"How still it is, Owen," remarked my love, after sitting in silence
for a few minutes. From where we sat we could see that it was high
tide, and the waves were lazily lapping the base of the cliffs deep
below. Now and then a gull would circle about us with its shrill,
plaintive cry, while far on the distant horizon lay the trail of smoke
from a passing steamer. "How delightful it is to be here--alone with
you!"
My arm stole round her slim waist, and my lips met hers in a fond,
passionate caress. She looked very dainty in a plain walking costume
of cream serge, with a boa of ostrich feathers about her throat, and a
large straw hat trimmed with autumn flowers. It was exceptionally
warm for the time of year; yet at night, on the breezy East Coast,
there is a cold nip in the air even in the height of summer.
That afternoon we had, by favour of its owner, Mr. George Beeforth,
one of the pioneers of Scarborough, wandered through the beautiful
private gardens of the Belvedere, which, with their rose-walks, lawns
and plantations, stretched from the promenade down to the sea, and had
spent some charming hours in what its genial owner called "the
sun-trap." In all the north of England there are surely no more
beautiful gardens beside the sea than those, and happily their
good-natured owner is never averse to granting a stranger permission
to visit them.
As we now sat upon that stile our hearts were too full for words,
devoted as we were to each other.
"Owen," my wife exclaimed at last, her soft little hand upon my
shoulder as she looked up into my face, "are you certain you will
never regret marrying me?"
"Why, of course not, dearest," I said quickly, looking into her great
wide-open eyes.
"But--but, somehow----"
"Somehow, what?" I asked slowly.
"Well," she sighed, gazing away towards the far-off horizon, her
wonderful eyes bluer than the sea itself, "I have a strange,
indescribable feeling of impending evil--a presage of disaster."

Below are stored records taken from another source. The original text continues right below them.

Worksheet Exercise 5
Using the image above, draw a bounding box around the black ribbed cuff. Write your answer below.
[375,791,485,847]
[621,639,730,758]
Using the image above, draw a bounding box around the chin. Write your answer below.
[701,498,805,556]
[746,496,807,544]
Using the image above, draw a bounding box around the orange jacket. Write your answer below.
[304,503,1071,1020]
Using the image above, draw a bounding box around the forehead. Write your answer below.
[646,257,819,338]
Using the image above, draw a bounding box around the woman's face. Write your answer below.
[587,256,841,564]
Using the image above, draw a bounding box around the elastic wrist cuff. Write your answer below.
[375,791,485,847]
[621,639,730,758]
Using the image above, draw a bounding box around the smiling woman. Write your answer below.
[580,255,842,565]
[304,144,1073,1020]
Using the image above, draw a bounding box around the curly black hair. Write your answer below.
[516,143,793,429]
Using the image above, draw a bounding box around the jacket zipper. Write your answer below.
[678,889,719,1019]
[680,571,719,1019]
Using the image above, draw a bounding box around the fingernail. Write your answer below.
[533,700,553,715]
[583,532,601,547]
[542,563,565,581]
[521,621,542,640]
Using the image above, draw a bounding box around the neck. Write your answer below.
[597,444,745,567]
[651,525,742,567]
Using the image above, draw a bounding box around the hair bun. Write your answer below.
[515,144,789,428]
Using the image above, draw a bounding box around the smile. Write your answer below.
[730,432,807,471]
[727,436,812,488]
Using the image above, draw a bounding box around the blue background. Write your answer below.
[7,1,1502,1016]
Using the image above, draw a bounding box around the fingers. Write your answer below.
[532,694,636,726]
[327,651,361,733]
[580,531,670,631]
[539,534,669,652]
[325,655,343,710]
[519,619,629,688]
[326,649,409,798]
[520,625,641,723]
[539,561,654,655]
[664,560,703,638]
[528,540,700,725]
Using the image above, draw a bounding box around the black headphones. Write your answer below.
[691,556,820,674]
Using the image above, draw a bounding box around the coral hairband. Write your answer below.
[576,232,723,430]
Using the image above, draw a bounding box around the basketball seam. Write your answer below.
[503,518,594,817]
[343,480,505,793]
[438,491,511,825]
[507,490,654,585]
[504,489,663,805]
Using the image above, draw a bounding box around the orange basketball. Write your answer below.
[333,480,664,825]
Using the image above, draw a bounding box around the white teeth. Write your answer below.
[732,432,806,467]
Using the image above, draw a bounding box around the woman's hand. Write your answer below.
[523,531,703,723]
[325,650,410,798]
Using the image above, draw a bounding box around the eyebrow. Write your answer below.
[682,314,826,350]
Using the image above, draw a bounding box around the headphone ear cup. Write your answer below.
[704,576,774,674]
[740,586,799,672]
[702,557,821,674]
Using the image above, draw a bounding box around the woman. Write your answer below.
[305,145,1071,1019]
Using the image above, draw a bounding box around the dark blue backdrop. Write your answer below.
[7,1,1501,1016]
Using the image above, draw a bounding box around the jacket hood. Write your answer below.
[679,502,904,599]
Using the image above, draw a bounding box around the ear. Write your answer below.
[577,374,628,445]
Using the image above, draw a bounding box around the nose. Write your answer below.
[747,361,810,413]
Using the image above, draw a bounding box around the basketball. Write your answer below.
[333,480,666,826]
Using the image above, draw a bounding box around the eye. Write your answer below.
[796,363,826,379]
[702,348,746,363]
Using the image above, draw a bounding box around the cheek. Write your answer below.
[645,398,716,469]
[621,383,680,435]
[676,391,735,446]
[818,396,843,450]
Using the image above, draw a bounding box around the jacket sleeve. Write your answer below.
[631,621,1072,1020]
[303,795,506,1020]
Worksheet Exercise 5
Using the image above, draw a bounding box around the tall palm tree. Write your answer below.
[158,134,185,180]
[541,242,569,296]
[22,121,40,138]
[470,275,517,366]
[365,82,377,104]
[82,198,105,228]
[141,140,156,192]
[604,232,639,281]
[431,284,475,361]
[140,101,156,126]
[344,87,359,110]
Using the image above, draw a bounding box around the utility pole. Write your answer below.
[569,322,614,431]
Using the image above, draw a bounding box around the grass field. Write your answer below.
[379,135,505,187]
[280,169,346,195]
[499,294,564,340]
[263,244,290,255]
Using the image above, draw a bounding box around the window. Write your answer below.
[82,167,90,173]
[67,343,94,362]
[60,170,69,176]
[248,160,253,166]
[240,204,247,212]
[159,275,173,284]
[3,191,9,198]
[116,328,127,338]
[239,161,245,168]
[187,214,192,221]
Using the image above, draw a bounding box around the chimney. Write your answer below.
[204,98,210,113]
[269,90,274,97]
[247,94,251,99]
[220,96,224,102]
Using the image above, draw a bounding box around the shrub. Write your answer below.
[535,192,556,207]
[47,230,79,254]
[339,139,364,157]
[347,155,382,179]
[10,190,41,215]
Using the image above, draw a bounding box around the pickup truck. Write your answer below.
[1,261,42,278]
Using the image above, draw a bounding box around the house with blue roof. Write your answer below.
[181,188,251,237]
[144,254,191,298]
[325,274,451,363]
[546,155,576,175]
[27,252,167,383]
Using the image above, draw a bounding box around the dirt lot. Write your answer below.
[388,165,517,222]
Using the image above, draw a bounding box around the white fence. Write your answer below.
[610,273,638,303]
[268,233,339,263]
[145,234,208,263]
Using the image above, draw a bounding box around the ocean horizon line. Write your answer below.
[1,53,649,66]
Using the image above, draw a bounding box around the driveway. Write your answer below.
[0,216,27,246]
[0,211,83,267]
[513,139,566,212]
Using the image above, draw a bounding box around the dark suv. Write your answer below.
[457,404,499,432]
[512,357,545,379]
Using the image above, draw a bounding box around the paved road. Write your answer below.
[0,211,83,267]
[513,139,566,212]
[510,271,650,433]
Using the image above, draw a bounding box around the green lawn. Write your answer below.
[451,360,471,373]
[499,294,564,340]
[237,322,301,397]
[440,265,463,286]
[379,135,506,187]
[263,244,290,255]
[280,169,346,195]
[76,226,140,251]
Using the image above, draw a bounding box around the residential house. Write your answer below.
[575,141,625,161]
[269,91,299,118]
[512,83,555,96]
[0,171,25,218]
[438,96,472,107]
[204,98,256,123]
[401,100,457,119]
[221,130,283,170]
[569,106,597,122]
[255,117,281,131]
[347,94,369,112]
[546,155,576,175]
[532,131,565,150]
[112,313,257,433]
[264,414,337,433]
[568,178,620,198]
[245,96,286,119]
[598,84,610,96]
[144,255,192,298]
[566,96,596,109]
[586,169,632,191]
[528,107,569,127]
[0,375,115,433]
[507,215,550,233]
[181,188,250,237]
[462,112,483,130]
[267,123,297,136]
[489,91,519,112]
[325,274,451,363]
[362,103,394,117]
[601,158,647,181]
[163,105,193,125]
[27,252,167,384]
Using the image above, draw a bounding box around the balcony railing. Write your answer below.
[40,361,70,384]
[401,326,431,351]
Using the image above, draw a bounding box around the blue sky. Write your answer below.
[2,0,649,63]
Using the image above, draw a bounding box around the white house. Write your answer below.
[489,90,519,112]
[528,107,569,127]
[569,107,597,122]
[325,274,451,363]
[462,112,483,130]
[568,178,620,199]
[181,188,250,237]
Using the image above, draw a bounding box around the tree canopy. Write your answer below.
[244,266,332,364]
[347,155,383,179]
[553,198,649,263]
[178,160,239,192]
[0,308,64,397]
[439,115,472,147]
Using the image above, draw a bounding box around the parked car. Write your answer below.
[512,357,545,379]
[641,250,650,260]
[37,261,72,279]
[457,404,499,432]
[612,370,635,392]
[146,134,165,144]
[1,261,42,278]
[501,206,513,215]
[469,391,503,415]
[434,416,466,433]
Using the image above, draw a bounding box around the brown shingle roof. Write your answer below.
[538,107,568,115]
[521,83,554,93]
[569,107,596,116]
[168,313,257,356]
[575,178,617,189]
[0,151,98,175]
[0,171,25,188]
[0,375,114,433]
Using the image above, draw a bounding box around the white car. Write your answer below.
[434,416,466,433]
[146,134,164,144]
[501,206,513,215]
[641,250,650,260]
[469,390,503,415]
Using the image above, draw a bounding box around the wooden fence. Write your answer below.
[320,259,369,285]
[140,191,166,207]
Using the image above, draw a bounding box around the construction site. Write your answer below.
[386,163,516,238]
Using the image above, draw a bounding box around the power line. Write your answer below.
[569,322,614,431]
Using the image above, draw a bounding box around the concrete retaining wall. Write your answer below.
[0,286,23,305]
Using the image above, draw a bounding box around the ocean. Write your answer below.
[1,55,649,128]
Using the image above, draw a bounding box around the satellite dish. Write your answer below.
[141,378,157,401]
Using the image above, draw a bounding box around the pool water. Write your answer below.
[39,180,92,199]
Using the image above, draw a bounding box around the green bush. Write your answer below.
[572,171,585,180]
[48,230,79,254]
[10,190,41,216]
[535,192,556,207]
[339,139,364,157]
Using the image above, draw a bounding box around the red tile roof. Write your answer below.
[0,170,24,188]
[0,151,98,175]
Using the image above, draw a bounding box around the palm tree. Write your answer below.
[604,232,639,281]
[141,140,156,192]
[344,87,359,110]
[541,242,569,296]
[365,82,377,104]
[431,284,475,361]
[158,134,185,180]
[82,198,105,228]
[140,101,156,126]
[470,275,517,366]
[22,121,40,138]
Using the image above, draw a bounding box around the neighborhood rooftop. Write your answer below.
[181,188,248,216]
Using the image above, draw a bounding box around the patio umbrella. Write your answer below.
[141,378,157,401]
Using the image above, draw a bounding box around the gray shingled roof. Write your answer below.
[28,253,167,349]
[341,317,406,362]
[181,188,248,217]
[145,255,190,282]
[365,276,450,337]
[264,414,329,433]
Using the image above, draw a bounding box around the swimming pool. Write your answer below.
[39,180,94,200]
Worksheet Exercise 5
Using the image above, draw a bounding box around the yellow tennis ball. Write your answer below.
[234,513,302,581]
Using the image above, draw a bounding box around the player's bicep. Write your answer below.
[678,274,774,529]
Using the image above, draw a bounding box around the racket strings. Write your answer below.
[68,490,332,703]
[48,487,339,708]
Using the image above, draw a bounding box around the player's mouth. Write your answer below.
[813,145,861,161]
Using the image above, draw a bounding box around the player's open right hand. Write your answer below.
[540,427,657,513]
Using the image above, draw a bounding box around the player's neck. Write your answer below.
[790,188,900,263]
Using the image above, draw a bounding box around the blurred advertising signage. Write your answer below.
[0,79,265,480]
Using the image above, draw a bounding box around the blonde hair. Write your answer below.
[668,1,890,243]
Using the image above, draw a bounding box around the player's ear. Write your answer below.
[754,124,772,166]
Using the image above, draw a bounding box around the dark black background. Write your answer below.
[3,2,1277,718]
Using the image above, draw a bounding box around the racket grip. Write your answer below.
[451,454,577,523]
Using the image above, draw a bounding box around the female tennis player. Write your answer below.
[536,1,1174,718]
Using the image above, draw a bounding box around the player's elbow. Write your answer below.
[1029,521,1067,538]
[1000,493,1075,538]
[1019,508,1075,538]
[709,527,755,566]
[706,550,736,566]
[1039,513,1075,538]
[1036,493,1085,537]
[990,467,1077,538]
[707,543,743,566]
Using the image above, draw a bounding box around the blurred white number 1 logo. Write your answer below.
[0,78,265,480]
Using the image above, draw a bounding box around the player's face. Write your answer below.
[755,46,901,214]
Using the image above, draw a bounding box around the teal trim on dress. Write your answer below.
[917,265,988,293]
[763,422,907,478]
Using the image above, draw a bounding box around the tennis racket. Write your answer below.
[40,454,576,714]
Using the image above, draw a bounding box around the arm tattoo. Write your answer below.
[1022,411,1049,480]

"My darling," I exclaimed, "why trouble yourself over what are merely
melancholy fancies? We are happy in each other's love; therefore why
should we anticipate evil? If it comes, then we will unite to resist
it."
"Ah, yes, Owen," she replied quickly, "but this strange feeling came
over me yesterday when we were together at Whitby. I cannot describe
it--only it is a weird, uncanny feeling, a fixed idea that something
must happen to mar this perfect happiness of ours."